In my last post, we’ve explained to ourselves the basic aspects of Performance Testing such as what is Performance Testing, and what it includes.
In this post, we will focus on metrics in performance testing. For instance, we will explain why we need performance metrics, how to select them, and categories of measurements.
Why do we need performance metrics?
To define the goals of performance testing and evaluate the results of performance testing, we need to derive precise measurements and metrics from those measurements. We shouldn’t undertake these tests without understanding which measurements and metrics we need. If we ignore this advice, the following project risks may apply.
For example, we don’t know ​if the levels of performance are acceptable to meet operational objectives. Moreover, we didn’t define performance requirements in measurable terms.

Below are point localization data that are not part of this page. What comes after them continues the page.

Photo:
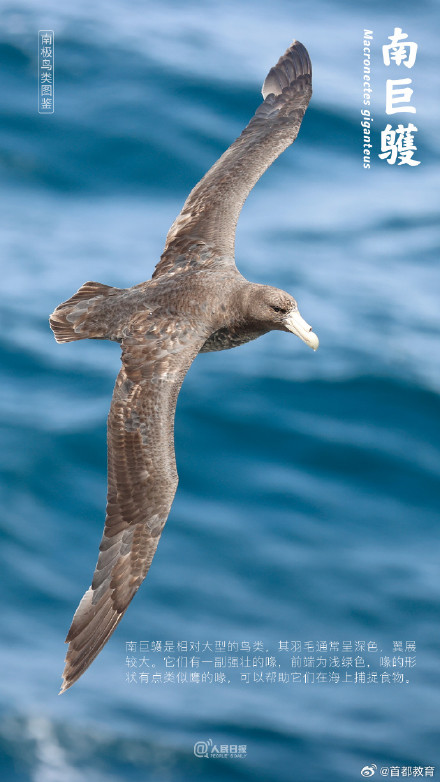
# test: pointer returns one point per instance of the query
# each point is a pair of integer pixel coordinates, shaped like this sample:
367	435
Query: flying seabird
197	301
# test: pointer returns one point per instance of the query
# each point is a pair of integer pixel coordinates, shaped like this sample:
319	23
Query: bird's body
197	301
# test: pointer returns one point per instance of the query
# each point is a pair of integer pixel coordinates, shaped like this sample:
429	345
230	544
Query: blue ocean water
308	501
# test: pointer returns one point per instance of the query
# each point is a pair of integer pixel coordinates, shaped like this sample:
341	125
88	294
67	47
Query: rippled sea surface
308	504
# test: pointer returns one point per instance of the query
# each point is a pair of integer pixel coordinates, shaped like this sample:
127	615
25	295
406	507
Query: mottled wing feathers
209	216
142	480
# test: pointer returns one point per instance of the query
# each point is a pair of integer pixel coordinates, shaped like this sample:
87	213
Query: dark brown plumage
196	301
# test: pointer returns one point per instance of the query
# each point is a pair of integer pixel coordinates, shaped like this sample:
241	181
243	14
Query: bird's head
278	310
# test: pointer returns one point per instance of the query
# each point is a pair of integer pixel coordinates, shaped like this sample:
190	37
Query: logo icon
202	748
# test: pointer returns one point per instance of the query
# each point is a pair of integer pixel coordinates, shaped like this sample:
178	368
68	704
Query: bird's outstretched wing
142	480
205	228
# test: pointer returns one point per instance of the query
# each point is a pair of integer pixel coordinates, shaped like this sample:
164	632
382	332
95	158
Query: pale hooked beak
297	325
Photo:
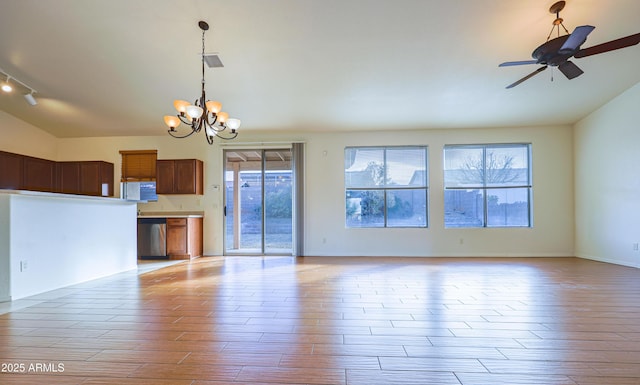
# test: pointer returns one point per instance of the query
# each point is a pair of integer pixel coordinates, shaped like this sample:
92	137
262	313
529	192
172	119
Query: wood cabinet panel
38	174
10	171
91	178
68	177
107	176
179	176
21	172
164	176
86	178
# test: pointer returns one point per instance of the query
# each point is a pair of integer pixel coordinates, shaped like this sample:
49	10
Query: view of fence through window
487	185
258	202
386	186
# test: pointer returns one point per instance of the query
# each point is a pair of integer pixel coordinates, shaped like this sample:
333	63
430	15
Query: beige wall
607	158
23	138
326	235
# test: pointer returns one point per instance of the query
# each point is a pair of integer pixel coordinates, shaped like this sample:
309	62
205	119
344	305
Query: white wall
552	234
56	240
5	277
607	159
22	138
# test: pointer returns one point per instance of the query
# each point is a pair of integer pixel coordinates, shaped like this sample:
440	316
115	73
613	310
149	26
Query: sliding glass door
259	192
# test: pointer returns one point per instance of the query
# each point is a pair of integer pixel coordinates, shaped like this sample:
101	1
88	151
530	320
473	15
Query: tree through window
386	186
487	185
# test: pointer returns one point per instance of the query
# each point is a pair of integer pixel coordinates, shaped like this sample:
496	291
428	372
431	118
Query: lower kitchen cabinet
184	238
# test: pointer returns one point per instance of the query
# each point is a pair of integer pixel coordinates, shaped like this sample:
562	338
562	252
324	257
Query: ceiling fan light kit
557	52
203	114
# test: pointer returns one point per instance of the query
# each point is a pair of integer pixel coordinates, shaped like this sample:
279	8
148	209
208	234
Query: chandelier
202	113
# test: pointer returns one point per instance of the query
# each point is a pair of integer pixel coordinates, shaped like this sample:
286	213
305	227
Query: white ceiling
114	67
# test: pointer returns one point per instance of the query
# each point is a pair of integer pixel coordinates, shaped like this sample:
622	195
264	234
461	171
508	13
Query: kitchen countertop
171	214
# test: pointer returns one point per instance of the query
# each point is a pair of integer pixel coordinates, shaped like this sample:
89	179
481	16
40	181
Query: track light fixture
202	113
30	99
8	85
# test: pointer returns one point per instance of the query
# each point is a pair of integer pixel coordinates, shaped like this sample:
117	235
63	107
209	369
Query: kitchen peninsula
51	240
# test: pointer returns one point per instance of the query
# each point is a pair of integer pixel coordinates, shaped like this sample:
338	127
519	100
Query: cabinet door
68	177
177	237
164	176
38	174
107	177
185	176
90	178
10	171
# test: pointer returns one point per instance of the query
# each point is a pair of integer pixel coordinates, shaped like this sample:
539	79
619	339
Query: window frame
386	188
485	187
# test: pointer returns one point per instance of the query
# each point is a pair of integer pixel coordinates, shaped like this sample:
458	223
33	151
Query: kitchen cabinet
10	171
21	172
38	174
184	238
179	176
86	178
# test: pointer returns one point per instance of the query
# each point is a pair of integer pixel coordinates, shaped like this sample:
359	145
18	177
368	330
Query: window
487	185
386	186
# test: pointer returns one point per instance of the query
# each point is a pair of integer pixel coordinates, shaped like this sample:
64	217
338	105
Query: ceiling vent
213	61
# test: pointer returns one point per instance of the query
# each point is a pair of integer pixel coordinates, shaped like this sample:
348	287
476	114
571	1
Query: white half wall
58	240
607	159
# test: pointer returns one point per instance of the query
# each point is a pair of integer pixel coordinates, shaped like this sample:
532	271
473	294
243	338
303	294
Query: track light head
6	86
30	99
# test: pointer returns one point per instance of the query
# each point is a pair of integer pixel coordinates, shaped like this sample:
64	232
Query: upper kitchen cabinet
10	171
86	178
22	172
38	174
179	176
96	178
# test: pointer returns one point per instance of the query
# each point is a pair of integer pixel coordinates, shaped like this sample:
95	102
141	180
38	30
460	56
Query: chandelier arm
235	134
184	120
175	135
208	120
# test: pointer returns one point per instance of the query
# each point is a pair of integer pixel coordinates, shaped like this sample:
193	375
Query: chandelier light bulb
213	106
171	121
233	124
6	87
203	114
222	117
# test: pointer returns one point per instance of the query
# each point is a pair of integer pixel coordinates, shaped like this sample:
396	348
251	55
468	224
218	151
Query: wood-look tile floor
279	320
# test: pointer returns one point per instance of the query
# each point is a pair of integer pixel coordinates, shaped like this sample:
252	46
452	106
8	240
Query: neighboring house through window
386	186
487	185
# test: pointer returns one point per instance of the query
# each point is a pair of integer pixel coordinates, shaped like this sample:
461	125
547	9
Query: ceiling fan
556	52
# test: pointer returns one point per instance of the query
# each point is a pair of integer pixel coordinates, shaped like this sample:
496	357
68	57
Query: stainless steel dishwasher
152	238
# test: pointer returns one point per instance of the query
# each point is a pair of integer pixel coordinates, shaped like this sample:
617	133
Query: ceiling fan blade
612	45
577	37
570	70
527	77
517	63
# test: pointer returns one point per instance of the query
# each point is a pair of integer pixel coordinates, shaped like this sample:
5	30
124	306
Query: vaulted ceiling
114	67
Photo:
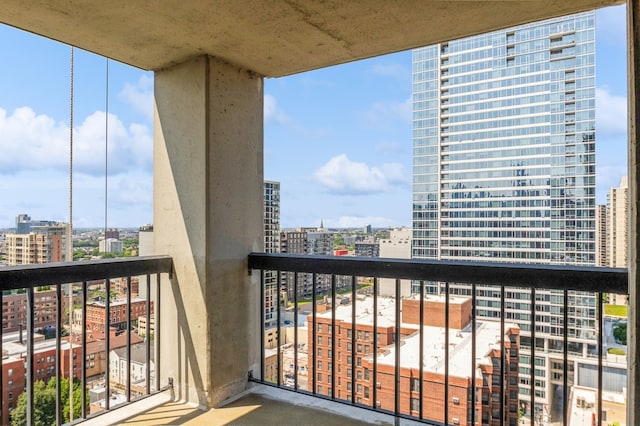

In addition, we wouldn’t have the possibility to identify trends that may predict lower levels of performance, and trends that may predict lower levels of performance. In addition, we cannot evaluate the actual results of a performance by comparing them to a baseline set of performance measures that define acceptable and/or unacceptable performance. Furthermore, we evaluate performance test results based on the subjective opinion of one or more people. As a result, the results provided by a performance test tool could be not understood.
Collecting performance measurements and metrics
As with any form of measurement, we can obtain and express metrics in precise ways. Therefore, we can and should define any of the metrics and measurements as meaningful in a particular context. This is a matter of how we perform initial tests and learning which metrics we need to further refine and which we need to add.
For instance, the metric of response time likely will be in any set of performance metrics. However, to be meaningful and actionable, we will need to further define the response time metric in different terms. For instance, the time of day, the number of concurrent users, the amount of data being processed, and so forth.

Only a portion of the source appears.